We have constructed a phenological model of leaf area index (LAI) of forests based on biological principles of leaf growth. Field data of maximum LAI from 794 plots with mature or nearly mature stand ages over China were used to parameterize and calibrate the model. New measurements of maximum LAI from 16 natural forest sites were used to validate the simulated maximum LAI. The predictions of seasonal LAI patterns were compared with seasonal changes derived from the 1-km satellite AVHRR-NDVI data for nine undisturbed forest sites in eastern China. Then, we used the model to map maximum LAI values for forests in China.

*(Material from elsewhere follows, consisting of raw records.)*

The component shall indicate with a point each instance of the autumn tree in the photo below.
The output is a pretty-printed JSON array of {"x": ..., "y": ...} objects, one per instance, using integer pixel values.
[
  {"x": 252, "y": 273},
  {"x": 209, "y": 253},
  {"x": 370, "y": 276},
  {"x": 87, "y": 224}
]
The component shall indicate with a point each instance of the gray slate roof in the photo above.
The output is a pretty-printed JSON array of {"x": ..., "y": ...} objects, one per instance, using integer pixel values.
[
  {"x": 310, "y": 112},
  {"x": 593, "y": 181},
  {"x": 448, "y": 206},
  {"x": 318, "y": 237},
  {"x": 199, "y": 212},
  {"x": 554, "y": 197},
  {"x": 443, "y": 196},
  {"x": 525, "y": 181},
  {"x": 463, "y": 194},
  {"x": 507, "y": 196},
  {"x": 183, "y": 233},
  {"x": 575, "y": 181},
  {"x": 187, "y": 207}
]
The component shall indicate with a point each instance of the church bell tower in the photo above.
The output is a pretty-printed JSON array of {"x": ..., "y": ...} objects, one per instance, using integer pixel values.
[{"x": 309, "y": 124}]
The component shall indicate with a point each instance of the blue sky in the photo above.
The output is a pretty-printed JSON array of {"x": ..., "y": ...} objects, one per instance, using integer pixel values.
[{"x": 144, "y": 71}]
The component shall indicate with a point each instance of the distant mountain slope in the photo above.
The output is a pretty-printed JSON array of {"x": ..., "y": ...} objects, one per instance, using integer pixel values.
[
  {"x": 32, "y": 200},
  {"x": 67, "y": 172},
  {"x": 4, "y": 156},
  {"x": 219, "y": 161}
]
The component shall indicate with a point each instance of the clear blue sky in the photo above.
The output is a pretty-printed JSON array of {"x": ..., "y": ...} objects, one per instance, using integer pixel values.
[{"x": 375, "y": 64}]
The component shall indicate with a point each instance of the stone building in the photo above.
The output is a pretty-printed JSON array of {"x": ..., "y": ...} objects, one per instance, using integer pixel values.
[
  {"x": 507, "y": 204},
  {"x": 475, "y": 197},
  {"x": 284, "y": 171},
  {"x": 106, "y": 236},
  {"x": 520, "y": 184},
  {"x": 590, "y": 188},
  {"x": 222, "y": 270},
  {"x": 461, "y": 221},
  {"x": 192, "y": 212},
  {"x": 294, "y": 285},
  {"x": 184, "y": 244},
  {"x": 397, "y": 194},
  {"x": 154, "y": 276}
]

Model results indicated that the PhenLAI model generally predicted maximum LAI well for most forest types, even when maximum LAI is > 6. This suggests an ecological approach to the saturation problem in satellite detection of high forest LAI where the relationship between NDVI and LAI reaches an asymptote near a projected LAI value of 5 or 6. Furthermore, the predictions of seasonal LAI patterns in timing and dynamics were generally consistent with the satellite NDVI changes, except for monsoon forest and rain forest in south China where satellite detection of seasonal variation in leaf area is hardly possible. Compared with average projected LAI measurements of global forests from 809 field plots in literature data, our maximum LAI values were close to the global literature data for most of Chinese forests, but the average area-weighted maximum LAI for all forests of China (6.68 ± 3.85) was higher than the global mean LAI of the 809 field plots (5.55 ± 4.14). We believe that forest LAI in China is commonly > 6, especially in tropical rainforest, subtropical evergreen broad-leaved forest, temperate mixed forest, and boreal/alpine spruce-fir forest where satellite detection of high LAI is hardly possible.
Abbreviations: LAI = Leaf Area Index; NDVI = Normalized Difference Vegetation Index; fPAR = Fraction of incoming Photosynthetically Active Radiation absorbed by plant canopy; WBM = Water balance model.